Base Camp: Crappie fishing still hot in places

Published 5:00 am Wednesday, August 7, 2024

Claycomb

I don’t want to make my ignorance publicly known but … so be it. Used to be I did good on crappie until the end of May, first of June but the last 8-9 years I’m still doing good on them up until July and even a couple of years up until I knock off to start backpacking and bowhunting in September.

The crappie fishing is still hot in places. I met Philip Bowden at church one day. He came up to me and said he’d met me at Scooter’s Youth Hunting Camp a month before. Somewhere in the midst of conversations with him and his mom it was decided that I needed to take him crappie fishing.

Well, one thing soon led to another and I was soon lined out to take him and his brother Jonathan crappie fishing. Their mom dropped them off and we took off for the lake. Poor kids. I took my little Ford Ranger so one of the kids had to ride in the super small seat in back.

I’m sure the air conditioner worked at one time but it’s probably been over 15 years since it has! But despite the vehicle and the hot weather, we all made it alive to the lake.

We unloaded and took off for my secret hole. It always amazes me how one week you slaughter them in one spot and a week later they’ve moved and you have to relocate them all over again. The last two years it seems like when I locate them that they’re in a small area, like an area along the bank only 15-20 feet long. So even if I told you what lake I caught them on last week and the general locale, you’d still have to find that one 15-foot area.

We hit a few spots that were hot last week but nada this week and we tried a half-dozen spots. After one and half to two hours, we finally got into them. They started hitting pretty good. As is usual, if I have anyone fishing with me, I have all of us use different color baits until we can determine which color is working best.

You may wonder why the hot color is always changing but if you think about it a minute, you’ll likely figure it out. I think the favorable color changes are due to three main factors:

• What color of bait that they’re feeding on.

• The water clarity which affects what color shows up best.

• Sunlight/cloud cover. This can also affect what colors show up best.

It didn’t take long to figure out which color was the hot one. I had never used Z-Man plastics before but I believe it was Philip that I gave a chartreuse-colored Z-Man Shad FryZ plastic to try. They’re a little shorter than I normally use, only 1.75 inches long, but he was tearing them up. So Jonathan and I changed over right fast and we smoked ‘em.

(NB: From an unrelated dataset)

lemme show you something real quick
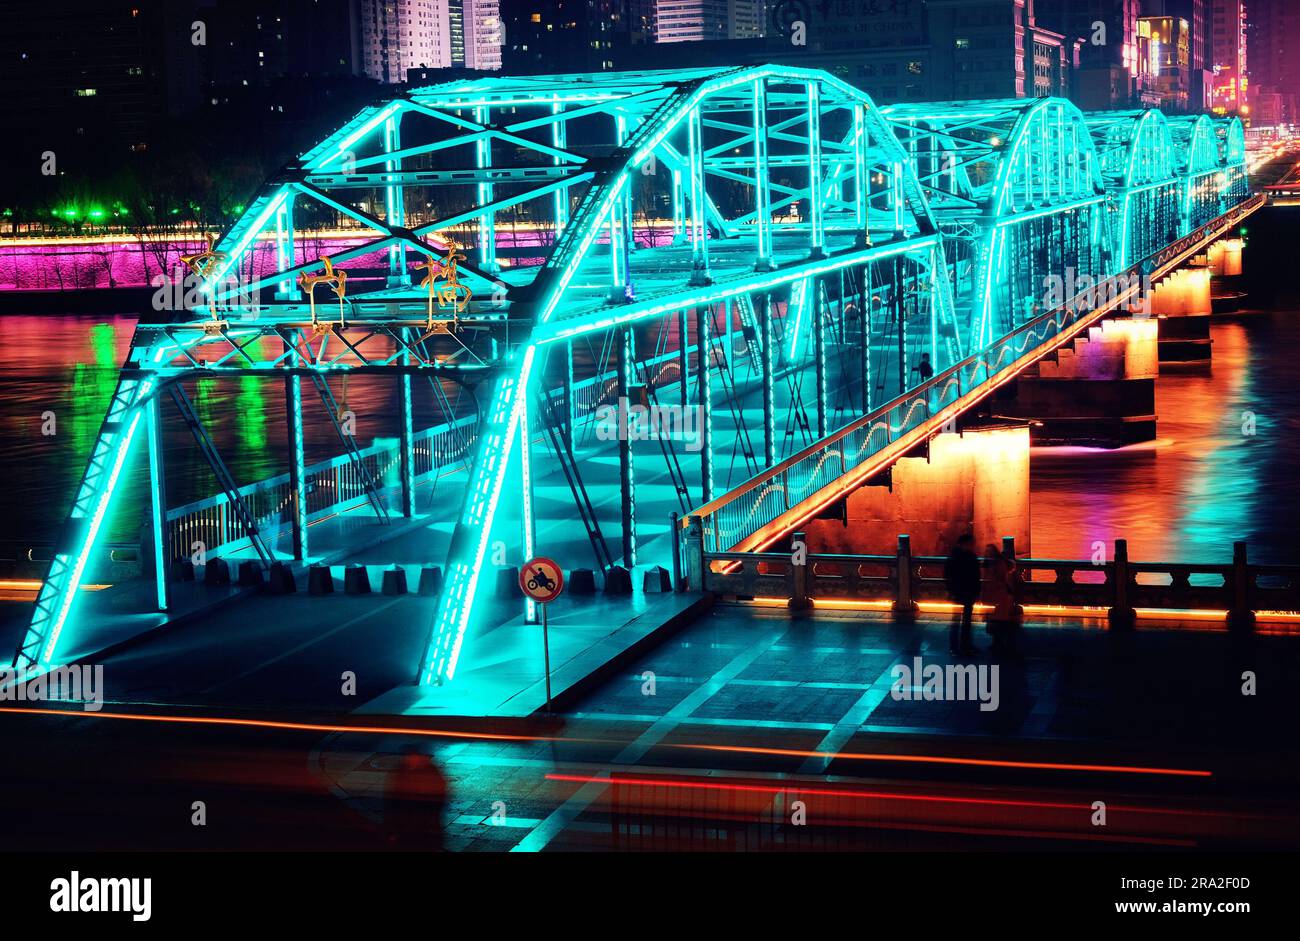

It took us one and half to two hours to find them but then we ended up with 88 keepers. We got some nice crappie. We didn’t throw back but about eight small ones. We did catch quite a few bass but I don’t remember any of them being over 6 inches. They were super small.

I’ve been catching one to three catfish each trip, but we didn’t get any this time. You always know pretty fast that it is a catfish because pretty soon it is straight below fighting you. But last trip I had one that was strung out far like a crappie.

I got excited because I thought I may have hooked an Oregon record crappie. I fought it for a good while and finally got it in. I thought it was going to be a 16-18-inch crappie but alas, it only turned up to be a 2½-pound catfish that didn’t know how to fight like his siblings.

Normally I net 80% of my crappie or else due to their soft mouths they’ll rip loose as you’re trying to boat them and especially so on the big ones. But this year they’ve really been swallowing the jig so on this trip I only lost one at the boat.

Well, we soon had our cooler over three-quarters full so we started heading back to our truck. What a fun day and it was good to get out fishing with two likeable young men.

Tom Claycomb is an outdoor writer who conducts dozens of seminars each year in the Western United States.